Business News of Tuesday, 20 August 2024

Source: www.ghanaweb.com

EXPLAINER: What you need to know about profit repatriation

File photo of Cedi notes and US Dollar note File photo of Cedi notes and US Dollar note

GhanaWeb Feature by Ernestina Serwaa Asante

Anytime multinational companies send the profits accrued from their investments back to their home countries, it is called profit repatriation. This often involves converting local profits into a major trading currency, such as the US Dollar.

For example, if a business in Ghana made several million Cedis, the owners or investors would exchange the Cedi notes for Dollars at the time of repatriation or during the weakening of the local currency.

According to research, if a company earns income in foreign currencies, the earnings are subject to foreign exchange risk.

This means that there is a high probability that the company could lose significant sums of money or make a profit depending on the strength of the currency against major trading currencies.

According to tax summaries by PricewaterhouseCoopers (PWC), a non-resident person conducting activities in Ghana through a branch pays tax at 8% on earned repatriated profits, payable within 30 days.
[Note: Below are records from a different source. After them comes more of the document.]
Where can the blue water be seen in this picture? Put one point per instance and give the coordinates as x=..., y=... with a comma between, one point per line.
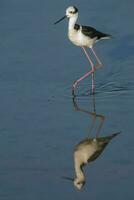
x=39, y=125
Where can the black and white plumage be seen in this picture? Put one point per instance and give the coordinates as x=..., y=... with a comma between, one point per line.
x=81, y=35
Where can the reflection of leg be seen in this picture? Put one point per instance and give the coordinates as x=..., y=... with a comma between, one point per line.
x=102, y=118
x=80, y=79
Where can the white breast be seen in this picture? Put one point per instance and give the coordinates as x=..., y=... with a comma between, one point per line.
x=77, y=38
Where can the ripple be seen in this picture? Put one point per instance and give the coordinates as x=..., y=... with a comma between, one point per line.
x=104, y=90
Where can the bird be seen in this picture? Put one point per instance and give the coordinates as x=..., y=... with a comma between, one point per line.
x=84, y=37
x=85, y=152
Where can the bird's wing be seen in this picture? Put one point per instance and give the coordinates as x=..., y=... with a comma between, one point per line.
x=92, y=32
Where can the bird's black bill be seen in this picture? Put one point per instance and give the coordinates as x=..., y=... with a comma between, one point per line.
x=60, y=20
x=68, y=178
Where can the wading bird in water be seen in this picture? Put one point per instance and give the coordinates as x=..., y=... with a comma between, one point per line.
x=85, y=37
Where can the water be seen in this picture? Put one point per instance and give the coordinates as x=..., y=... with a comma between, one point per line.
x=39, y=125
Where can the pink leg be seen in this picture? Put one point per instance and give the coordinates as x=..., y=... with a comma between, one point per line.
x=93, y=68
x=98, y=60
x=86, y=75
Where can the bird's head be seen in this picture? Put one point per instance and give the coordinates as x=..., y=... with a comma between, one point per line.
x=79, y=183
x=70, y=12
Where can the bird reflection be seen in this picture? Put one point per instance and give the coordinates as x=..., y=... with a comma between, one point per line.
x=90, y=148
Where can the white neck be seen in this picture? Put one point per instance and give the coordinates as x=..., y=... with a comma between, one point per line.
x=72, y=21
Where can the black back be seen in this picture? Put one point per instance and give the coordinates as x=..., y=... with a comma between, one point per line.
x=91, y=32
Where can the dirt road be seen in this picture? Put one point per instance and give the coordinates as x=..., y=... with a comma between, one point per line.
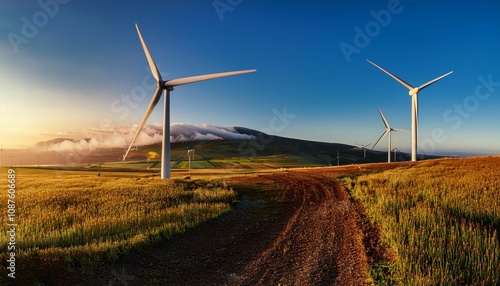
x=294, y=228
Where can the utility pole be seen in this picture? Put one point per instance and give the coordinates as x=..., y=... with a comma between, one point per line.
x=190, y=154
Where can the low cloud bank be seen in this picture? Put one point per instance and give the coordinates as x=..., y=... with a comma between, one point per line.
x=120, y=136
The portion of net profit of the resident person that corresponds to the interest of the non-resident shareholders is treated as repatriated profits.

The repatriated profit is also treated as a dividend distributed in accordance with the respective shares of the non-resident person.

Meanwhile, Section 60 of the law states that:

(1) A non-resident person who carries on business in Ghana through a permanent establishment and earns repatriated profits shall pay tax on the repatriated profits earned for a basis period ending within the year of assessment.

(2) A non-resident person who has earned repatriated profits under subsection (1) shall pay a final tax on the gross amount of the earned repatriated profits to the Commissioner-General in accordance with the prescribed rate within thirty days after the end of the basis period.

(3) For purposes of subsections (1) and (2), a person shall treat the portion of the net profit of the resident person which corresponds to the interest of the non-resident shareholders as repatriated profits and as dividends distributed in accordance with the respective shares of the non-resident person in the company.

The Foreign Exchange Act, 2006 (Act 723) prohibits the pricing, advertising, and receipt or payment for goods and services in foreign currency in Ghana.

While many people within the Ghanaian business trading commodity are against the repatriation of profits, citing the volatility of the Cedi as one of their major concerns, profit repatriation is a critical aspect of international business. This enables multinational companies to manage their global finances effectively.

However, these companies need to adhere to all regulatory and tax measures rolled out by the host nation to avoid any legal breaches.